On religion | Signs of a changing church “climate”? – Times-Standard

Journalist Michael Kinsley added a famous twist to American politics when he redefined a “blunder” as when “a politician tells the truth – an obvious truth that he is not supposed to tell”.

As Reverend Neil Elliot of the Anglican Church of Canada discovered, this term also applies to religious leaders.

After seeing reports from the 2018 General Synod, the denomination’s research and statistics expert produced an analysis that included this: “Our data projections indicate that there will be no members, attendees or donors in the Anglican Church of Canada by approximately 2040.”

Reactions to his candor varied, to say the least.

“I think of it a lot as… people’s responses to climate change,” Elliot said, updating his earlier remarks in a video posted by Global News in Canada.

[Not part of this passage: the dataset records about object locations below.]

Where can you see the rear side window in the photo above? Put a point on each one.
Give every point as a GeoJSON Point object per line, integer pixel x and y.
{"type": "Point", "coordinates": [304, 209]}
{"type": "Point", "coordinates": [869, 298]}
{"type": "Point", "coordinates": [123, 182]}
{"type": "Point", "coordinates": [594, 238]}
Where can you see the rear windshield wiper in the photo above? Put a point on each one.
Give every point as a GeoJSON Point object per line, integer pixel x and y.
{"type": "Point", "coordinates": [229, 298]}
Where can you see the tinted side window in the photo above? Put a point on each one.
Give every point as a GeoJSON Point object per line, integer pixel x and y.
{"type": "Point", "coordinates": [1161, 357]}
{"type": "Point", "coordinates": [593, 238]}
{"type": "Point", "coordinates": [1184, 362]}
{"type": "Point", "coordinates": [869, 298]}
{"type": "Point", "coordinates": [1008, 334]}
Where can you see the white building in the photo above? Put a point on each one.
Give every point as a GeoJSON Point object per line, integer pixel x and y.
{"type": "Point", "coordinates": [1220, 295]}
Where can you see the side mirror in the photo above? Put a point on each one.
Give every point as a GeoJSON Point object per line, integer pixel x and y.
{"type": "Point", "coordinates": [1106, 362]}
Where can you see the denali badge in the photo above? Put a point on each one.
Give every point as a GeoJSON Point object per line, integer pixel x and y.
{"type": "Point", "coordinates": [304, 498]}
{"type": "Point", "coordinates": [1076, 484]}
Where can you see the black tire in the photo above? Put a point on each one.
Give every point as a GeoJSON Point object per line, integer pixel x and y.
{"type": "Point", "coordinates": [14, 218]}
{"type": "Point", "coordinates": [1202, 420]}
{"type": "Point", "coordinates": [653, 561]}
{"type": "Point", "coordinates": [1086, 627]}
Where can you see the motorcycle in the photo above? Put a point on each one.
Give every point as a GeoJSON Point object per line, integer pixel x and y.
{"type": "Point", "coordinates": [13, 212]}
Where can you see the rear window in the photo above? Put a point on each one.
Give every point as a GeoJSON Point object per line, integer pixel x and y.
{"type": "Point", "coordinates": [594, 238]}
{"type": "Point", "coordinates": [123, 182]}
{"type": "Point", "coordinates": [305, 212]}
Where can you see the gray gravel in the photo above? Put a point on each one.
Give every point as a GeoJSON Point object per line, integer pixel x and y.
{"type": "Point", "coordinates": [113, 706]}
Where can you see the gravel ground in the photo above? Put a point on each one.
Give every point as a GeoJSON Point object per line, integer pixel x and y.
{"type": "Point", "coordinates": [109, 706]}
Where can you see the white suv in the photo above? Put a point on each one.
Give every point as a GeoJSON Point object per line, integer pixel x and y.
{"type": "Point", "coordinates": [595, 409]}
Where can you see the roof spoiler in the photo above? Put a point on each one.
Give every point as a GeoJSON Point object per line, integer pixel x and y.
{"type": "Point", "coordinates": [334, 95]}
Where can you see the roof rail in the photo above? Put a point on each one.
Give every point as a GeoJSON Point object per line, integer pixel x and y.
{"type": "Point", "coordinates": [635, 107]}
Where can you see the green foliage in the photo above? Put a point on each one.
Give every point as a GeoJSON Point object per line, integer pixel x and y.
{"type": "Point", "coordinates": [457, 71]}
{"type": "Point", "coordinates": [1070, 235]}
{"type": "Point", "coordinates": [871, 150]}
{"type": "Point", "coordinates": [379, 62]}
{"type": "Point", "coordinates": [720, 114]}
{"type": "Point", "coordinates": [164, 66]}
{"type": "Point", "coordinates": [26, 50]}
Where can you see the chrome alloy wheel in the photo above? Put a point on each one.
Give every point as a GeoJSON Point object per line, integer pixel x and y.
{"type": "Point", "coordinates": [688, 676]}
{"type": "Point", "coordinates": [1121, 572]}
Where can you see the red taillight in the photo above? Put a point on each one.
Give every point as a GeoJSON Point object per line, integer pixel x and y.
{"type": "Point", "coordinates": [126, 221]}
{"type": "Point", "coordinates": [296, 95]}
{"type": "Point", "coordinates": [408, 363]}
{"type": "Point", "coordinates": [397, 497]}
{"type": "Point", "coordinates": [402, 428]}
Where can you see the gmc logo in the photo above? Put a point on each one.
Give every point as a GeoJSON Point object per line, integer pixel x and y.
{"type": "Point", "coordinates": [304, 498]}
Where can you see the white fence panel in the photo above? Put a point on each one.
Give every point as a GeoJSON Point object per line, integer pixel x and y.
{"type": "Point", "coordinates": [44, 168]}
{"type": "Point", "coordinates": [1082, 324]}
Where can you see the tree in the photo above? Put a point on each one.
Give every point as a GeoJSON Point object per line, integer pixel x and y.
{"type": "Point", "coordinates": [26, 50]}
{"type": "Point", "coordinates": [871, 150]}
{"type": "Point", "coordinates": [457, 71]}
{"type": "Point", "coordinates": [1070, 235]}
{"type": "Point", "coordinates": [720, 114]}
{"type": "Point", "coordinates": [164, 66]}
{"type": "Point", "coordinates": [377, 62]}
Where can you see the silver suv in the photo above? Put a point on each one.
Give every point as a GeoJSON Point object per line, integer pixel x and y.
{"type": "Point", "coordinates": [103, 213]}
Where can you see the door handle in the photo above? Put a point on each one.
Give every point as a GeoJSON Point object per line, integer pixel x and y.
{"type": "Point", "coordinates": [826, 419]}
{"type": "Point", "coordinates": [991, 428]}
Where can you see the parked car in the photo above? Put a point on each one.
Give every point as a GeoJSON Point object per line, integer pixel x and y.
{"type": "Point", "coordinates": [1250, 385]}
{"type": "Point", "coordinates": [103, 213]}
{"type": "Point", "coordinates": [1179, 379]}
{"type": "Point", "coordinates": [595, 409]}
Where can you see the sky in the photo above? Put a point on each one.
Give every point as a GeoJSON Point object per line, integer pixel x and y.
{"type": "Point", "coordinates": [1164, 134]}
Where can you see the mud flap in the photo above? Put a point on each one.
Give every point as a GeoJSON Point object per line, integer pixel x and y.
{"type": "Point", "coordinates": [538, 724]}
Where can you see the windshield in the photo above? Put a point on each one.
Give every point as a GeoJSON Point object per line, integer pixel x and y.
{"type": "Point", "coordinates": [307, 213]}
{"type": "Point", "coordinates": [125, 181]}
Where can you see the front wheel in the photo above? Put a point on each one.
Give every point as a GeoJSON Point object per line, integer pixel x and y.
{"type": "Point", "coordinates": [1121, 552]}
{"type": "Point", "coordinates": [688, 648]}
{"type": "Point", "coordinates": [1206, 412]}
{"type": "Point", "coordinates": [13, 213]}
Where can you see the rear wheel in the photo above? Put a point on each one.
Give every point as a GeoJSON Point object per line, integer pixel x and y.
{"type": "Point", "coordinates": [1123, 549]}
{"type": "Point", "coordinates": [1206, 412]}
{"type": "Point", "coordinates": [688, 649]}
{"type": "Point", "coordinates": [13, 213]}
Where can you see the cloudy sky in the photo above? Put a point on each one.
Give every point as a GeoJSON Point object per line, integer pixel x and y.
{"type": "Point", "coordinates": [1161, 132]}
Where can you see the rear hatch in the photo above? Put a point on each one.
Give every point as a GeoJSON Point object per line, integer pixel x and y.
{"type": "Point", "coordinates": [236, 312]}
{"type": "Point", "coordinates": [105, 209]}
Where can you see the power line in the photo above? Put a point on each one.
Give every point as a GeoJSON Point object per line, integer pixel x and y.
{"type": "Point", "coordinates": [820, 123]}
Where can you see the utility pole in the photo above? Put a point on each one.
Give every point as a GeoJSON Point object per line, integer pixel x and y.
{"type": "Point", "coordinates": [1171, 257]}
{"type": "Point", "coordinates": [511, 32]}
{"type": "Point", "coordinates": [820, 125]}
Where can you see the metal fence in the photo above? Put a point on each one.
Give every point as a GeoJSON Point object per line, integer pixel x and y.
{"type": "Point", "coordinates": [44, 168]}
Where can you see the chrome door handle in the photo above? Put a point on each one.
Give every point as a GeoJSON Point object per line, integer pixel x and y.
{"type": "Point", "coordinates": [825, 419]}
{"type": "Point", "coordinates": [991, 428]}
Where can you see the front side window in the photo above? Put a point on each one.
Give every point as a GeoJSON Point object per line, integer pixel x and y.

Signs of changing church “climate”? In the early 1960s, Anglican parishes in Canada had nearly 1.4 million members. But that 2018 report found 357,123 members, with an average Sunday attendance of 97,421. The church had 1,997 new members that year, while holding 9,074 burials or funerals.

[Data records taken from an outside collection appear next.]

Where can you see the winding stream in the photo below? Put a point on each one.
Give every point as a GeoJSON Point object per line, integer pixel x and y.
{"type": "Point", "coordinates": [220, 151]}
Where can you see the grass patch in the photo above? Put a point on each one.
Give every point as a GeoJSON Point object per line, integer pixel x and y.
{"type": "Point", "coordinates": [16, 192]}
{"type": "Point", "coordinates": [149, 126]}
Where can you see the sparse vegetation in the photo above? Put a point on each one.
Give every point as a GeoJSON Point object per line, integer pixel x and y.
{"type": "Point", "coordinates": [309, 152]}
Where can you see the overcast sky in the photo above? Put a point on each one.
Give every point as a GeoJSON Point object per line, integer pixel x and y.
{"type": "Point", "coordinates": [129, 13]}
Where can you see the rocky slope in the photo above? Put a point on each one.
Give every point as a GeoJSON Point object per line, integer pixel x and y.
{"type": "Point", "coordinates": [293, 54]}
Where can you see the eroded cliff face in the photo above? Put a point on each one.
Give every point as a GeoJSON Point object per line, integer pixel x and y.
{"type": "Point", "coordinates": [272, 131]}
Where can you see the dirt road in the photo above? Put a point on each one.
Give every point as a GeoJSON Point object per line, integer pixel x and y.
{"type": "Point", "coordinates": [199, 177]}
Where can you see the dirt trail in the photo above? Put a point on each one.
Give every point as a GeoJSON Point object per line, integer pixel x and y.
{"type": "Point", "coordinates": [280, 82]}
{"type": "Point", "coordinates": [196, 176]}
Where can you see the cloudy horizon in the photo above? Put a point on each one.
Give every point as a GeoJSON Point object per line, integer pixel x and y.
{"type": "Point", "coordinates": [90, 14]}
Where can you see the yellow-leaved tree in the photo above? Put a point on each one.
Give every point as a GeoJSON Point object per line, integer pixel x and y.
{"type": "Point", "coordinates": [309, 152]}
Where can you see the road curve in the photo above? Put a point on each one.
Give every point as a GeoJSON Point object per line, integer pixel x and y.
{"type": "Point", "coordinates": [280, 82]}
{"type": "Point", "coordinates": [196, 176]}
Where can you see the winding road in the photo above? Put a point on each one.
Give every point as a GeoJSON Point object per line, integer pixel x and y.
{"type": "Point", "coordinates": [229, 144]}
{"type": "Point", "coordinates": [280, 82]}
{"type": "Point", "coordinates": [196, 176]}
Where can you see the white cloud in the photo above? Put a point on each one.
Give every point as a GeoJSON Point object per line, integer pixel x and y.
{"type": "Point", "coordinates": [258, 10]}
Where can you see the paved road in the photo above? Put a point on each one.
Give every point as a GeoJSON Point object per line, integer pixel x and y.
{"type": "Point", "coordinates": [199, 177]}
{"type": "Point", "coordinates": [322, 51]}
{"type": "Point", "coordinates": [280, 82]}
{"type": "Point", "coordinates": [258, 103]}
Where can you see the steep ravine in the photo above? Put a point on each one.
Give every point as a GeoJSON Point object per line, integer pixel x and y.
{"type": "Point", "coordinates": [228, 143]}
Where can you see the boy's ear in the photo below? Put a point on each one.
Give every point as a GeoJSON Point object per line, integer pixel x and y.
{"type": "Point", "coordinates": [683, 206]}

Canada’s national statistics agency reported that 10.4% of all Canadians were Anglicans in 1996, but that number fell to 3.8% in 2019.

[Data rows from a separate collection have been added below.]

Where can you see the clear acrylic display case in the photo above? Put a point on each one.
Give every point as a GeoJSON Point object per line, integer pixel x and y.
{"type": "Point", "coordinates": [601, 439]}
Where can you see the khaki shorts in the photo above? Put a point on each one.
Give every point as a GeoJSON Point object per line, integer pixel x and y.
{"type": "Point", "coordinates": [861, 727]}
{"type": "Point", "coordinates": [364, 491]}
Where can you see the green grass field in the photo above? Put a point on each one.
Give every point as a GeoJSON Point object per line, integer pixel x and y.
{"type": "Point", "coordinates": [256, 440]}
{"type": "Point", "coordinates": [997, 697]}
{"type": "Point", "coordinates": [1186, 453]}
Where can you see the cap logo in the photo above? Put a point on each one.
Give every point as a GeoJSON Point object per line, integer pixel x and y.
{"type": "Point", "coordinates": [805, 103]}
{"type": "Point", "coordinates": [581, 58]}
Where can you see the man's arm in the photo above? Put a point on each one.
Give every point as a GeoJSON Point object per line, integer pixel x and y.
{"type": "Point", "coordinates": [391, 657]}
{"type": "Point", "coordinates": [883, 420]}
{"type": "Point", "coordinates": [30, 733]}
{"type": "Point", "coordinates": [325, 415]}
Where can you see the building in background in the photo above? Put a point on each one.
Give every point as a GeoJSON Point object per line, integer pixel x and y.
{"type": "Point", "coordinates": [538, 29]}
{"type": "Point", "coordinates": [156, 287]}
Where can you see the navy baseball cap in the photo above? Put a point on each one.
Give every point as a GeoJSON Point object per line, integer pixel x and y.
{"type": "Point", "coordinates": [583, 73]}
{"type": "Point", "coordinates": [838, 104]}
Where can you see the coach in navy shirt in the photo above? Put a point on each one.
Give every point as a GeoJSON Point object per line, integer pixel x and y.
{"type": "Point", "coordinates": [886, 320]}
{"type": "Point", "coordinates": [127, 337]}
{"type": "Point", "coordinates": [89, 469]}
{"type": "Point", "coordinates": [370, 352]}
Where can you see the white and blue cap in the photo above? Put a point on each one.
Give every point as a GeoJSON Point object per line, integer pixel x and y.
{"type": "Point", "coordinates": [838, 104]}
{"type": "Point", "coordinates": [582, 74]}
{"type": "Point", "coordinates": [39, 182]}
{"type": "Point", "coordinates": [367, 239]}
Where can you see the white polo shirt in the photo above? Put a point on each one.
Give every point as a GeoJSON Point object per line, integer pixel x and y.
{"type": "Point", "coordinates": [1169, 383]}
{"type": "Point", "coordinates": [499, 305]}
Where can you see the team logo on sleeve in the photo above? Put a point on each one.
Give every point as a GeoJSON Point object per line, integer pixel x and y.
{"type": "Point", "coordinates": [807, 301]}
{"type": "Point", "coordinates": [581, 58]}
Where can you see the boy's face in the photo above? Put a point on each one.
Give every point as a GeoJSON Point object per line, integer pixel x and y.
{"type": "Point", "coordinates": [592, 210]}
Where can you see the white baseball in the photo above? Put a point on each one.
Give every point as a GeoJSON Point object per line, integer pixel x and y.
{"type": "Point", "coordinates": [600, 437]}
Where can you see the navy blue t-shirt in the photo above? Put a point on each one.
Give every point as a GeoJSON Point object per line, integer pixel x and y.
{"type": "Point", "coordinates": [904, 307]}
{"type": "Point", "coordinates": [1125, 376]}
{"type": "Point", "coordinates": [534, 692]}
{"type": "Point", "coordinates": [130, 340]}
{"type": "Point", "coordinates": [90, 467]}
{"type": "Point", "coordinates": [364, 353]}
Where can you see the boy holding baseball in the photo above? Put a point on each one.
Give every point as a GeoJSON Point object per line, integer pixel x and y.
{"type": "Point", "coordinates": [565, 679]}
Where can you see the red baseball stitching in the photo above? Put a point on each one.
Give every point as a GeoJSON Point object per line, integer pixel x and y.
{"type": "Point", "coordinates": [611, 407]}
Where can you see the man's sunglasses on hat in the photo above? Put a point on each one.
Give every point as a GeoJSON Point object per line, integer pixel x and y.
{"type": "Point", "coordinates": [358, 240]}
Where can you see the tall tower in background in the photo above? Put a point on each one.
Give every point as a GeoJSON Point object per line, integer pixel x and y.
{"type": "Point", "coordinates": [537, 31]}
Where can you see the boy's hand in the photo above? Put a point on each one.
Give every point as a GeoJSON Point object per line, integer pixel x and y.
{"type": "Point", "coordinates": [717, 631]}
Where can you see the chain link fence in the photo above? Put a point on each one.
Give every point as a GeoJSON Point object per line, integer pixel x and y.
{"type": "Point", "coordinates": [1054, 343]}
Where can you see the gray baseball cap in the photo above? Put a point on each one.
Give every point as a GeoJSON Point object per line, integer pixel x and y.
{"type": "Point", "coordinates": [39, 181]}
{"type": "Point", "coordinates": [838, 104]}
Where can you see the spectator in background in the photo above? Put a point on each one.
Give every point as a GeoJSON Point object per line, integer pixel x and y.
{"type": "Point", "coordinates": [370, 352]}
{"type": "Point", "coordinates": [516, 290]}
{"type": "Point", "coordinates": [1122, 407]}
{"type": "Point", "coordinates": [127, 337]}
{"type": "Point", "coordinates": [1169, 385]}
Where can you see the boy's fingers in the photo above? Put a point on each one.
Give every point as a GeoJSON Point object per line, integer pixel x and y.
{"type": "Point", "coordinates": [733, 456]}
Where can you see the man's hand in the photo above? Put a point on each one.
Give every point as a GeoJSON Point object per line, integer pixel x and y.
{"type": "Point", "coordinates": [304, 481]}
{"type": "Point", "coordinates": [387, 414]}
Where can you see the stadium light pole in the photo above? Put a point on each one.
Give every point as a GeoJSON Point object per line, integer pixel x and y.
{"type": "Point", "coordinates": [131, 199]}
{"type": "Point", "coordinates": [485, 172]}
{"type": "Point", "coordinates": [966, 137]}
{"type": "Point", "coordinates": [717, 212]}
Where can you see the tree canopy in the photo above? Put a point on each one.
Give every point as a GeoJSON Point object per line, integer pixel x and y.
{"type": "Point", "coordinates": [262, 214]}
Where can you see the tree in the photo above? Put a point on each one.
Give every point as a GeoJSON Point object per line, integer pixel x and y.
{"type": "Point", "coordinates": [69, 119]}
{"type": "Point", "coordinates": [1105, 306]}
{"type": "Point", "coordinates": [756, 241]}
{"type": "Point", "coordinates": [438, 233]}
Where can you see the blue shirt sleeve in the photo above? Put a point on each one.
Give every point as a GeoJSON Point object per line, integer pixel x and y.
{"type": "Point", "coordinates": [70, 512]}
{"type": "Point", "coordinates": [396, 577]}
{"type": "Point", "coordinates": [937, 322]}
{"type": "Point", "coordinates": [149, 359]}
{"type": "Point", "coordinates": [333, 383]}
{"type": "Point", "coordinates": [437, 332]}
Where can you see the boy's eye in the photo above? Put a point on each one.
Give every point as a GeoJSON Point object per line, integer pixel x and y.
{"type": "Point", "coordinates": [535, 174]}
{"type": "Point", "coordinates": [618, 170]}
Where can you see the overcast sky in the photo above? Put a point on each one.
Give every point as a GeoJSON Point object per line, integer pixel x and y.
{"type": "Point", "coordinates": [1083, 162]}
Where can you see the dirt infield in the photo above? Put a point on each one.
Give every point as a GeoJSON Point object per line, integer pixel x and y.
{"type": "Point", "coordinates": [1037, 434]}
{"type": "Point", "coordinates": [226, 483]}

People have one of three reactions to these kinds of numbers. The first is “denial,” Elliot said, counting one-share options. “People say… ‘It doesn’t happen.’ Then there are people who say, “We can stop it. And then there are people who say: “We can adapt”.

“The language of ‘adapting’ is much rarer, and I’m only starting to hear it (in) the media over the past few months,” Elliot said. “That’s what I’m trying to get us to do in the Church of England. It’s, ‘How can we adapt to it?’ not, ‘How can we stop it?’ or … people burying their heads in the sand.

The decline is real and cannot be denied, he said. However, he is convinced that this “decline will bottom out, or change. In other words, IF we are going to take advantage of it to reframe who we are. If we keep saying, “No, we’re all talking about a prayer book that was written 400 years ago,” then people will… come to our door and say, “Nah. I do not think so.

Various reports indicate, quite logically, that Anglicanism is not the only struggling religious tradition in Canada, a country where religious trends tend to emerge earlier than in the United States.

Membership in the United Church of Canada, created almost a century ago by the merger of four major Protestant churches, peaked at 1.1 million in the 1960s. Official reports for 2018 showed 388,363 members, 120,986 of whom regularly attended services. Meanwhile, Roman Catholicism now makes up 32% of Canadians over the age of 15, according to StatCan, up from 46.9% in 1996.

In the South, leaders of the American Episcopal Church continue to see similar trends. In official 2020 figures, membership in the denomination fell to around 1.57 million – from 1.64 million a year earlier, and down from a claimed 3.4 million members in the 1960s Average Sunday attendance in 2020 – a year that included pandemic figures – fell to 458,179 from 518,411 a year earlier.

How low can things go? The denomination’s official 2020 spreadsheet showed that in the extreme case of the Northern Michigan Diocese, average Sunday attendance fell to 233 out of a total of 908 diocesan members, spread across 21 parishes.

At this point, Episcopalians feel like they are living in the “narthex” between the church life they once knew and the realities seen in the world around them, noted Presiding Bishop Michael’s speech. Curry — via Zoom — at last fall’s House of Bishops meeting.

“We’re kind of back to our physical church buildings, but kind of not. Narthex. We wonder how many will come back,” he said. “The rest will always come back. Narthex.

At this point, Curry said his priests and people could not dream of an easy recovery, but of a “new and reformed church, not formed in the way of the world.” …No longer focused on empire or establishment, no longer obsessed with preserving institutions, no longer supporting white supremacy, or colluding with anything that hurts or harms a child of God or society. creation of God.

Terry Mattingly runs GetReligion.org and lives in Oak Ridge, Tennessee. He is a principal investigator at the Overby Center at the University of Mississippi.